Tuesday, July 15, 2008

Myth #3: A third of all health care cost is incurred during the last year of patients' lives.

Medicare has reported that it spends nearly 30 percent of its $408 billion budget (2006) on its beneficiaries in their final year of life. That works out to about $122 billion per year in end-of-life care, or about 5% of total health care expenditures. That’s a tidy sum, but not the bank-breaking amount many commentators would have us believe. One can pick nits and say that Medicare's coverage for the elderly and disabled doesn't quite include all deaths, but that doesn't change the basic point that end-of-life care, while expensive, is not taking up the lion's share of our national health care expenditures.

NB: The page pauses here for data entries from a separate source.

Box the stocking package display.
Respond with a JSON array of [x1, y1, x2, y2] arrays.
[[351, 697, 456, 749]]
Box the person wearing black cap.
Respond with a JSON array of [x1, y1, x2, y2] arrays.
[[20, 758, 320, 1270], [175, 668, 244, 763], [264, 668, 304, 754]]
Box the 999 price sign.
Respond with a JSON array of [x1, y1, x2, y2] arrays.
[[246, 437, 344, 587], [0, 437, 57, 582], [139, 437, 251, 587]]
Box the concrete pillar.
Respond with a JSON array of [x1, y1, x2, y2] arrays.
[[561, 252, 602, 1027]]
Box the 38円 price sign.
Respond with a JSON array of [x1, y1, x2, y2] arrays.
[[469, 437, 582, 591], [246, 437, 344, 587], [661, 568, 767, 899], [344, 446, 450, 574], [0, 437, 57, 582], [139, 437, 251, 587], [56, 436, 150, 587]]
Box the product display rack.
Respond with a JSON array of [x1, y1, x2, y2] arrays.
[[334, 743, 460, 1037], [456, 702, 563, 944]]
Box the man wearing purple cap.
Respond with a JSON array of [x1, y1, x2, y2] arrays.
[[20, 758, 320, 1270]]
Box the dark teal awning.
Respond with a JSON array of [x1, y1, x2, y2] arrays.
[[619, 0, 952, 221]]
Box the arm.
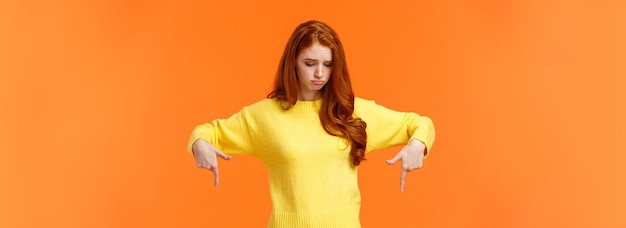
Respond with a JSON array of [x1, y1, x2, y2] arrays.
[[187, 108, 252, 187], [360, 97, 435, 191], [355, 98, 435, 157], [187, 108, 255, 155]]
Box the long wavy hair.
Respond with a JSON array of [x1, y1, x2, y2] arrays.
[[267, 20, 367, 166]]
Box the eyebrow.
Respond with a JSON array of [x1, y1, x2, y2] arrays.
[[304, 58, 332, 63]]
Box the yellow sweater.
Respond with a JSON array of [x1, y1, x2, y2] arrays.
[[187, 98, 435, 228]]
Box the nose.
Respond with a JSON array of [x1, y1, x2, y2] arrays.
[[313, 64, 324, 78]]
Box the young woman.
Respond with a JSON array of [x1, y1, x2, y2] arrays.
[[188, 21, 435, 227]]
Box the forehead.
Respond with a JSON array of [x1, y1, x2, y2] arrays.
[[298, 42, 333, 61]]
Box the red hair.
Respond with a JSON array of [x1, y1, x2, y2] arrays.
[[267, 21, 367, 166]]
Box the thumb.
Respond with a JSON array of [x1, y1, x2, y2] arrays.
[[215, 148, 232, 160], [387, 152, 402, 165]]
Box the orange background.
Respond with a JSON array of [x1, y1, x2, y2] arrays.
[[0, 0, 626, 227]]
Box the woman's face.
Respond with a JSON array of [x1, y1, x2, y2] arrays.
[[296, 42, 333, 101]]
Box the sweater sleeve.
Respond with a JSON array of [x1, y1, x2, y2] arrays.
[[187, 108, 254, 155], [355, 98, 435, 157]]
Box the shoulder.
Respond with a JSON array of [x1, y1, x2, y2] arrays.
[[354, 97, 376, 115], [243, 98, 280, 112]]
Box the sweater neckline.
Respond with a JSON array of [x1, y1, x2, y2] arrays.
[[293, 99, 322, 110]]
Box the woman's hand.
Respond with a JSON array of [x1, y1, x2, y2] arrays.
[[192, 139, 232, 187], [387, 140, 426, 192]]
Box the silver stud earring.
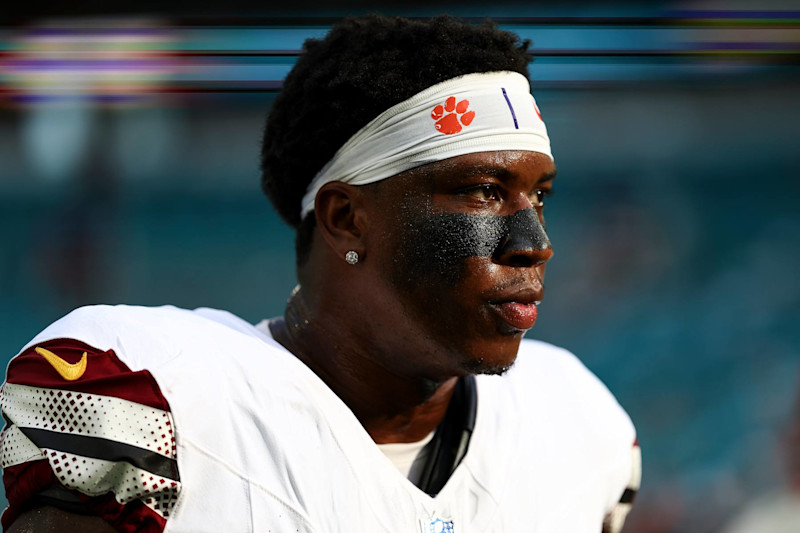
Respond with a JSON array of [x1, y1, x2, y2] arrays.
[[344, 250, 358, 265]]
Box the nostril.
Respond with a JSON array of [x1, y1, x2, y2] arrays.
[[504, 254, 536, 268]]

Nonetheless, there is a lot of room for improvement in how America’s hospitals and doctors deal with end-of-life treatment. The amount spent varies tremendously depending solely on which hospital one has--literally--ended up in. The wondrous Dartmouth Health Atlas (http://www.dartmouthatlas.org/) has reported that care provided by Manhattan’s New York University Medical Center to an elderly patient with multiple medical problems during the last two years of life costs $105,000. U.C.L.A.'s Medical Center runs $94,000. Contrast that with Mayo Clinic’s world-renowned teaching hospital in Minnesota that costs only $53,432.

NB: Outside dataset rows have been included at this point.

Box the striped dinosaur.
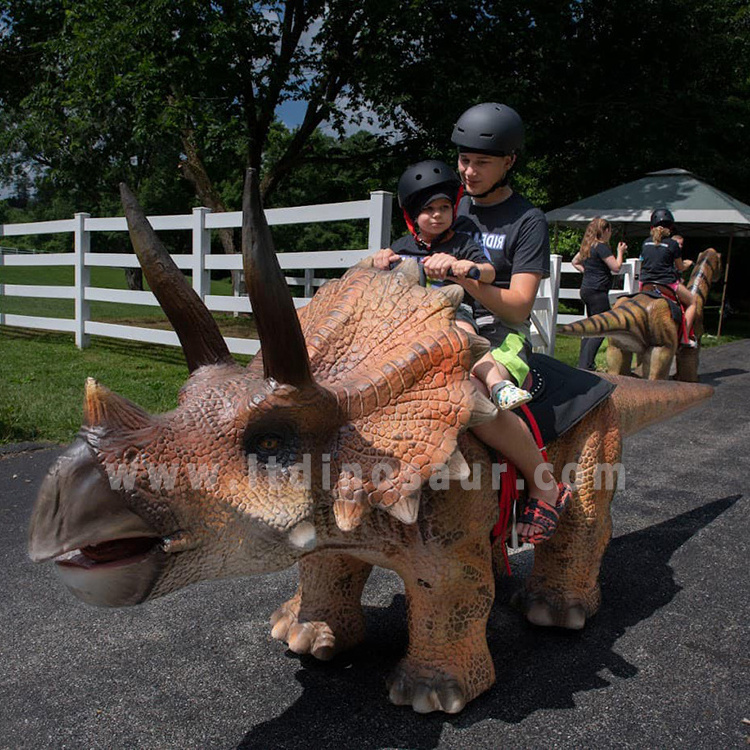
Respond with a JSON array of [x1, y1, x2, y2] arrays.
[[558, 248, 721, 383], [29, 176, 712, 713]]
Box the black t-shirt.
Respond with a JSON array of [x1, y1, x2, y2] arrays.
[[581, 242, 612, 292], [391, 231, 488, 294], [641, 237, 682, 284], [456, 193, 550, 336]]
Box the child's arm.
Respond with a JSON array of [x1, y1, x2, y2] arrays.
[[372, 247, 401, 271]]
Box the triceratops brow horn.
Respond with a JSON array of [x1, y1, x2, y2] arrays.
[[242, 169, 313, 388], [120, 182, 233, 372]]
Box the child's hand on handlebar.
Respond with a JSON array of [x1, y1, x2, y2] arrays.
[[372, 247, 401, 271], [451, 260, 479, 279], [422, 253, 458, 281]]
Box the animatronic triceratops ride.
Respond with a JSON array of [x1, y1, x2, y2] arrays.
[[29, 172, 711, 713], [558, 247, 721, 383]]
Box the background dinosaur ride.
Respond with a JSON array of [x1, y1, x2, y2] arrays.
[[558, 248, 721, 383], [29, 172, 712, 713]]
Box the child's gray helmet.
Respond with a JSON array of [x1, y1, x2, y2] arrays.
[[398, 159, 461, 218]]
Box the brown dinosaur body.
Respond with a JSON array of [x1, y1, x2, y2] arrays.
[[29, 173, 711, 713], [559, 248, 721, 383]]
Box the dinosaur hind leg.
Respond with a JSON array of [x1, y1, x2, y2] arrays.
[[607, 346, 633, 375], [516, 401, 621, 630], [271, 554, 372, 661], [643, 346, 677, 380]]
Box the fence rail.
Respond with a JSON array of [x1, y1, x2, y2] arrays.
[[0, 191, 639, 354]]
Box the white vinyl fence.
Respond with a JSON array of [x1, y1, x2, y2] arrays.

One difference in such outcome variations is apparently due to how well patients--and their families--are informed about options and listened to with respect to how they want to live their final days. Ideally, such fully informed wishes would always trump doctor and institutional proclivities toward extraordinary efforts, but alas, they don't. Incidentally or not, such heroic measures seem to invariably result in greater doctor and hospital revenue.

All this begs the question of how much should we collectively spend on health care at any stage of life, and more important, who should decide? Many pundits, politicians, doctors, and even economists seem to believe this should be answered via our democratic political process, and that it should fall on our elected and civil service officials to make these expenditure decisions for us--as they now do for the elderly, disabled, and poor. That, in my view, is a terrible, dehumanizing approach that runs counter to almost everything we stand for as a country. It removes the individual from decisions that only she can intelligently, fairly make.

Fortunately, we have available a parallel decision-making process by which the national will on health care expenditures can be rationally determined. It is via the expression of individual will through an even more democratic process than the political one--free, transparent, and open markets that allow each person to make his own decisions about how much he is willing to spend on health care and for what. Through this democratic market process—with the inclusion of a substantial safety net component—the collective will can be made known in the form of the grand total of all voluntary, individual expenditures for health care goods and services—just as it is with our even more essential needs of food, clothing, housing, and transportation. In other words, total health expenditures should be an output amount determined by individual decisions, not an input amount pre-established by politicians and bureaucrats--no matter how well-intentioned.

Thus, I pose the question: Which do you trust more, our collective will expressed through individual choice, or the quality of the sausage extruded through the tail-end of the political meat grinder? My fear is that the current national mood may actually favor the latter. Yet my roseate optimism whispers that--despite whatever detours we may take--sooner or later we'll be willing to try even a market-based solution. Sooner would be better.